The Bourgain-Tzafriri conjecture and concrete constructions of non-pavable projections

TL;DR

This paper constructs explicit examples of non-pavable projections related to the Bourgain-Tzafriri conjecture, challenging previous assumptions and linking the conjecture's validity to the Kadison-Singer problem.

Contribution

It provides concrete constructions of non-pavable projections using Fourier matrices and clarifies the conditions under which the Bourgain-Tzafriri conjecture implies the Kadison-Singer problem.

Findings

Explicit non-pavable projections constructed

Counterexample to the assumption about small coefficient matrices

Link established between BT-Conjecture validity and KS/PC

Abstract

It is known that the Kadison-Singer Problem (KS) and the Paving Conjecture (PC) are equivalent to the Bourgain-Tzafriri Conjecture (BT).
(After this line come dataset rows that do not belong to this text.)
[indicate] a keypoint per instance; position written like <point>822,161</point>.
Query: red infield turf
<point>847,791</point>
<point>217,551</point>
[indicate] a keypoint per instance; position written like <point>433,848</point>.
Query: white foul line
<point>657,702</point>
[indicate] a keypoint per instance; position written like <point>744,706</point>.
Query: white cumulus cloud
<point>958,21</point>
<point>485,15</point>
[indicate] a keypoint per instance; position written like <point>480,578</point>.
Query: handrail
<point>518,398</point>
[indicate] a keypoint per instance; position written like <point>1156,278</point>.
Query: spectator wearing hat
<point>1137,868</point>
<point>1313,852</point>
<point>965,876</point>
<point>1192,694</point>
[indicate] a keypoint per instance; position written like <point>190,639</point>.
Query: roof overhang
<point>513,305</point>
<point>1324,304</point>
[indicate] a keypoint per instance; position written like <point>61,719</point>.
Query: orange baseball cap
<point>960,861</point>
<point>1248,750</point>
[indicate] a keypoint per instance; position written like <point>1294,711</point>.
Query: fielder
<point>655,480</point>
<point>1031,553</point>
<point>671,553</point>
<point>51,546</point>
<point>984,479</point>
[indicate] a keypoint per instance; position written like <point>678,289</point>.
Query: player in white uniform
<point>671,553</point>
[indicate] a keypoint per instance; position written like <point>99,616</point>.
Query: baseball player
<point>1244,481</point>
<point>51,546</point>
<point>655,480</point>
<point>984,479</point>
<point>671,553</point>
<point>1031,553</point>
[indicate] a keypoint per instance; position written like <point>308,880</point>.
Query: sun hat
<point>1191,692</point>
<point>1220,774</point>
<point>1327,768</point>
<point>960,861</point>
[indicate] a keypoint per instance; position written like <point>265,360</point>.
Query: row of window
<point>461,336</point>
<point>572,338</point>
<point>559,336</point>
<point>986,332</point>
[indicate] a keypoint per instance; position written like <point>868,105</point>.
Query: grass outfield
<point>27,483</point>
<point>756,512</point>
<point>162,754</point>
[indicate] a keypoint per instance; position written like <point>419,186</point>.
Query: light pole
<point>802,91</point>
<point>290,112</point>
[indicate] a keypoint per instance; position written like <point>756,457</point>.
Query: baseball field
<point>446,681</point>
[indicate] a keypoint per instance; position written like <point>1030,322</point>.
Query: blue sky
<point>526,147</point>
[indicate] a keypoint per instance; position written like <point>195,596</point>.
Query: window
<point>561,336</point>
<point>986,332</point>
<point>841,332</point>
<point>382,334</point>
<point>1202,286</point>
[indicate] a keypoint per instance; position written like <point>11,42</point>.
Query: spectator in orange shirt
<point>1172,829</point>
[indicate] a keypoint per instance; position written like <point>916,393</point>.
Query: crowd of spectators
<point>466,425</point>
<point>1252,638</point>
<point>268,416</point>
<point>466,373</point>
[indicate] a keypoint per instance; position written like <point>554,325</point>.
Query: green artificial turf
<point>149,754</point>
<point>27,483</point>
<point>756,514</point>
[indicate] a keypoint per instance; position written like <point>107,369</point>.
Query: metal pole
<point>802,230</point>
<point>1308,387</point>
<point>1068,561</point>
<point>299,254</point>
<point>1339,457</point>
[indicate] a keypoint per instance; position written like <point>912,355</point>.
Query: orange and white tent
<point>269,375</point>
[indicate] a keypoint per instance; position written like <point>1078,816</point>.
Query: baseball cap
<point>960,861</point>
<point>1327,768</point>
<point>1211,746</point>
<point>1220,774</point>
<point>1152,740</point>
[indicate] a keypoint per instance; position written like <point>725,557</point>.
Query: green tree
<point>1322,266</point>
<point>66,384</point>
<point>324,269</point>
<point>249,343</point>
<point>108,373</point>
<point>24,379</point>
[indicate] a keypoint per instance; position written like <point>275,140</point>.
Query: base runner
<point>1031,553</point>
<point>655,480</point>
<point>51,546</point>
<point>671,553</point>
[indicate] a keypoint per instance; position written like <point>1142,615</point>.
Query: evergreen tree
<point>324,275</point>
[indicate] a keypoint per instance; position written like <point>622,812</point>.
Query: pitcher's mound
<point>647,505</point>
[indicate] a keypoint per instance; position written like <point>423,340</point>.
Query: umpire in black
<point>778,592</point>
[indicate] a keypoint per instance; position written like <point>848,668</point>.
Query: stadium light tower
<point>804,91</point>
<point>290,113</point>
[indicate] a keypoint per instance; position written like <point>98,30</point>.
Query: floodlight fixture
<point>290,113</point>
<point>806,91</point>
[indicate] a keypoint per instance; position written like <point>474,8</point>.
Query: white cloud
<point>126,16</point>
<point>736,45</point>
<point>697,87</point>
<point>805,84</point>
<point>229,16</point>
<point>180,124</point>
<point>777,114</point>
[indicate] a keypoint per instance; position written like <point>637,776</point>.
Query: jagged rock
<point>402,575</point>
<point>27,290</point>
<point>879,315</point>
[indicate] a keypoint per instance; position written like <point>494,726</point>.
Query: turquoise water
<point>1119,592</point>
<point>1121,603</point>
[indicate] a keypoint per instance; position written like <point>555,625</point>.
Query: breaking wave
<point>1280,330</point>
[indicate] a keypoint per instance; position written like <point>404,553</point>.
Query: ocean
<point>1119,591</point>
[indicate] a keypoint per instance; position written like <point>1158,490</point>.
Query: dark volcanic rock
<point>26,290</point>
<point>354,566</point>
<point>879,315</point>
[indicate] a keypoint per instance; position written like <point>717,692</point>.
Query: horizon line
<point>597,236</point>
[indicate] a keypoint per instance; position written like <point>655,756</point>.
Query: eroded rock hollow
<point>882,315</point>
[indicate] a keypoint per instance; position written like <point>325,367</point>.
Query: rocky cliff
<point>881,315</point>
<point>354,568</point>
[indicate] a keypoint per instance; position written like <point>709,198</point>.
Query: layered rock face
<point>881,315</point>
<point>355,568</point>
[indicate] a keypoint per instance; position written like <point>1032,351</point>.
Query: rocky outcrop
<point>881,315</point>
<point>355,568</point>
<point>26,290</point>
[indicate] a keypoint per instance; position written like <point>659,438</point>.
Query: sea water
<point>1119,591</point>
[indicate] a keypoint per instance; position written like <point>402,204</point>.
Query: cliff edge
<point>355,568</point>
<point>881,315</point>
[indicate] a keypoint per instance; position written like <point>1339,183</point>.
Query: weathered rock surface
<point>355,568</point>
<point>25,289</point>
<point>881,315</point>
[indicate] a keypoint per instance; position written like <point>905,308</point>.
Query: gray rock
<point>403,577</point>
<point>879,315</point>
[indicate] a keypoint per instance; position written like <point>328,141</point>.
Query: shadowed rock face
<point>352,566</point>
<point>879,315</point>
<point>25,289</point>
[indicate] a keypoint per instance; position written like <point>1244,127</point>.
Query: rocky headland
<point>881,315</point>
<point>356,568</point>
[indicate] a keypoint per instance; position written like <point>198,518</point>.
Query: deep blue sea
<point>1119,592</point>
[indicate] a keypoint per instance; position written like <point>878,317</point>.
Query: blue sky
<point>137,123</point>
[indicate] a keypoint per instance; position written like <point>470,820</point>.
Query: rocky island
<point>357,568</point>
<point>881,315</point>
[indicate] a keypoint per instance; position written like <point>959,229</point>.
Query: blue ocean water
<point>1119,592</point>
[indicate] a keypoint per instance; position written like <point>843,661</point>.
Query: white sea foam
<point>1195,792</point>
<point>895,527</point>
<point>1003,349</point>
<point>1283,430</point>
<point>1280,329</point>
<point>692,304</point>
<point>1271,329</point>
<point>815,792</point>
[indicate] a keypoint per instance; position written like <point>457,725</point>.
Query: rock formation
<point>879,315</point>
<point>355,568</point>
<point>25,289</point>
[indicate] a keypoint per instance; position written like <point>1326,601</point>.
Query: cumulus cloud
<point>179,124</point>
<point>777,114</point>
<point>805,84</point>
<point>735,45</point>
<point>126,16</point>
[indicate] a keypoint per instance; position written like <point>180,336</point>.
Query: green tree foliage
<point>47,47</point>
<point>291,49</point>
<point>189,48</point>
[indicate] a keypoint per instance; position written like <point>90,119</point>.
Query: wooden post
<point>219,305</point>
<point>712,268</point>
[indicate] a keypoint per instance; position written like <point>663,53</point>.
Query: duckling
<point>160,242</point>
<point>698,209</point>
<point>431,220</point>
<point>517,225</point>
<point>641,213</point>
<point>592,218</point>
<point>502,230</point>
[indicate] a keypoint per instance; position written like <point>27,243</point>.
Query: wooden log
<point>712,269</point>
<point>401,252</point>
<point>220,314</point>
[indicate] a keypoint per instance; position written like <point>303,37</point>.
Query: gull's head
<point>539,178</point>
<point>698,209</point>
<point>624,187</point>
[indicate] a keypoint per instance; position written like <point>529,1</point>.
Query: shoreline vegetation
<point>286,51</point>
Also, it is known that (PC) fails for $2$-paving projections with constant diagonal $1/2$. But the proofs of this fact are existence proofs. We will use variations of the discrete Fourier Transform matrices to construct concrete examples of these projections and projections with constant diagonal $1/r$ which are not $r$-pavable in a very strong sense. In 1989, Bourgain and Tzafriri showed that the class of zero diagonal matrices with small entries (on the order of $\le 1/log^{1+\epsilon}n$, for an $n$-dimensional Hilbert space) are {\em pavable}. It has always been assumed that this result also holds for the BT-Conjecture - although no one formally checked it. We will show that this is not the case. We will show that if the BT-Conjecture is true for vectors with small coefficients (on the order of $\le C/\sqrt{n}$) then the BT-Conjecture is true and hence KS and PC are true.